= Spyros Niarchos =

Greek shipping heir

Spyros Stavros Niarchos (Σπύρος Νιάρχος; born 1955) is a Greek shipping magnate. He is the second son of Stavros Niarchos and Eugenia Livanos, and through his mother the grandson of Stavros G. Livanos.

== Biography ==
In 1955 Vickers Armstrongs Shipbuilders Ltd launched for Stavros Niarchos what was then the world's largest supertanker. The ship was named SS Spyros Niarchos after his son.

In 1987, while skiing in Switzerland, he met 19-year-old Daphne Guinness (artist, socialite and an heiress of the Guinness family) and they soon married. The marriage ended in divorce, with Guinness receiving a $39 million settlement in 1999.
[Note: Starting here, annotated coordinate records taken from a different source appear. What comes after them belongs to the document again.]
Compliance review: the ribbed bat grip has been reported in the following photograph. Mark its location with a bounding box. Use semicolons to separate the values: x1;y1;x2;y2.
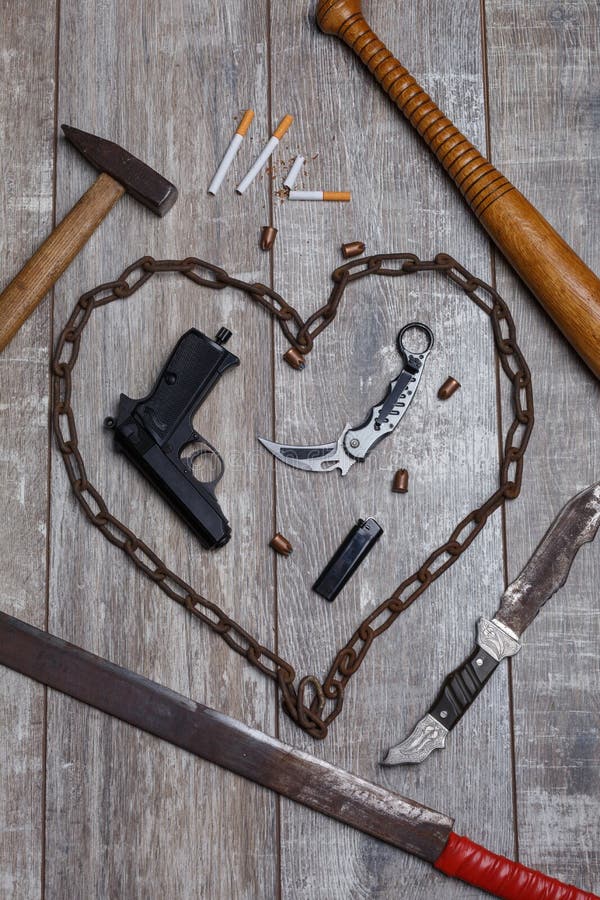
322;13;514;216
316;0;600;378
434;832;600;900
429;647;498;730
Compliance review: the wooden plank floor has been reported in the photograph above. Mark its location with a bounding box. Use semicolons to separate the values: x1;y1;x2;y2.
0;0;600;900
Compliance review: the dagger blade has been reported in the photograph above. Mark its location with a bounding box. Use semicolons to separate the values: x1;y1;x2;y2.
495;481;600;637
382;481;600;766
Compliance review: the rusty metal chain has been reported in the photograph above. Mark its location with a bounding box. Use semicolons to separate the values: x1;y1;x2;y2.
52;253;534;738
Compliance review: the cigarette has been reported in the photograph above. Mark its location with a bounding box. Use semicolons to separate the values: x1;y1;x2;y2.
283;156;304;191
208;109;254;195
290;191;352;203
236;116;294;194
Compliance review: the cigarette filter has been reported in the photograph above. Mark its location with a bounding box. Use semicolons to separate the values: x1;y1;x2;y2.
208;109;254;194
236;116;294;194
283;156;304;191
290;191;352;203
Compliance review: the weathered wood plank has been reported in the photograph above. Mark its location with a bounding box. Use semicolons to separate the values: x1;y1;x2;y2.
0;2;55;900
486;0;600;892
272;2;513;900
46;0;277;900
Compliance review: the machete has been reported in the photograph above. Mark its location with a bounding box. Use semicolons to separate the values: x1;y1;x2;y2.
0;612;600;900
383;481;600;766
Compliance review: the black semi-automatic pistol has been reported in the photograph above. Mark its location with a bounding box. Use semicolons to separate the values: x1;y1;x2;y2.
105;328;240;550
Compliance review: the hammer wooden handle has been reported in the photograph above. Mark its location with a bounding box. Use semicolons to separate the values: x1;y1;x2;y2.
317;0;600;378
0;172;125;350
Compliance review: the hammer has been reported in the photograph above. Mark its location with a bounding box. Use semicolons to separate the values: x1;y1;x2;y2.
0;125;177;350
317;0;600;378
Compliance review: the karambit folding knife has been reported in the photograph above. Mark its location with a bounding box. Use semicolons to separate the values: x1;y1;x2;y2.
259;322;433;475
383;481;600;766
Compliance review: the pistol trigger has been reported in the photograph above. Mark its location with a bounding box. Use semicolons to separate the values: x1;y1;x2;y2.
182;432;225;493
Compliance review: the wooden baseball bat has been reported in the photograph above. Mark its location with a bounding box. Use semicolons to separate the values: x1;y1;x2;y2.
317;0;600;378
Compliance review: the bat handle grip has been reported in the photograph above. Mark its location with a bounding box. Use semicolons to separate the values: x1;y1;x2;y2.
317;0;600;378
434;832;600;900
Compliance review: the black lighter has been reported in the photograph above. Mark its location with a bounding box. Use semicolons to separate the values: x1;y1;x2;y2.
313;518;383;602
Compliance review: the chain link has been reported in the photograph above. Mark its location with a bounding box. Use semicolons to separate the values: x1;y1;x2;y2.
52;253;534;738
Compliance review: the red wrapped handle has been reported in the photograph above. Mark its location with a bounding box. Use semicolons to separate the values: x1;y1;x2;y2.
434;832;600;900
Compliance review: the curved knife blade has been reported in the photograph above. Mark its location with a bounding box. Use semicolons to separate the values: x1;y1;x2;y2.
258;425;356;475
383;481;600;766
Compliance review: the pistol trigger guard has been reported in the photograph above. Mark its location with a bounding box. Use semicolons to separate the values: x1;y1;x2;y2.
182;432;225;493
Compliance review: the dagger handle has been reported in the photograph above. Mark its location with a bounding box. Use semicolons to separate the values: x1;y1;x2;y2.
429;647;499;730
316;0;600;378
434;832;599;900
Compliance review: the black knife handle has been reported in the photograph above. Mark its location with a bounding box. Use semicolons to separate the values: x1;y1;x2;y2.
429;647;499;730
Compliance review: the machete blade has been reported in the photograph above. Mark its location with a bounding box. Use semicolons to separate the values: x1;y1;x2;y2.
495;481;600;637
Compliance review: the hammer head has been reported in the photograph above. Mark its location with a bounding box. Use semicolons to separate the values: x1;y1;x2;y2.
61;125;177;216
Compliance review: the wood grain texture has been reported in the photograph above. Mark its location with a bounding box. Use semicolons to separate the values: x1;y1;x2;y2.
0;0;600;900
0;172;125;350
0;0;56;900
317;0;600;378
486;0;600;893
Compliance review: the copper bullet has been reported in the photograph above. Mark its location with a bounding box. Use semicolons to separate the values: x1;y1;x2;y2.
260;225;277;250
392;469;408;494
342;241;365;259
283;347;306;369
269;532;292;556
438;375;460;400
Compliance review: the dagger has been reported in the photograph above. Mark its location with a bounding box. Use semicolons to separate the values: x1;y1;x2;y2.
258;322;434;475
383;481;600;766
0;612;600;900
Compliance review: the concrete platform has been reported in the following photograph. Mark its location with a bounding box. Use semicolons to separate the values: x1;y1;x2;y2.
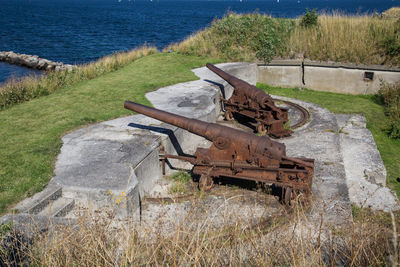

The couple has three children:
- Nicolas Stavros Niarchos (born 1989)
- Alexis Spyros Niarchos (born 1991)
- Ines Sophia Niarchos (born 1995)

=== Relationships ===
In January 1999, Niarchos was a witness at the wedding of his best friend, Ernst August, Prince of Hanover. He is the godfather of Crown Prince Pavlos' youngest son, Aristides-Stavros. With his brother, Philip, Niarchos is co-president and member of the board of directors at the Stavros Niarchos Foundation.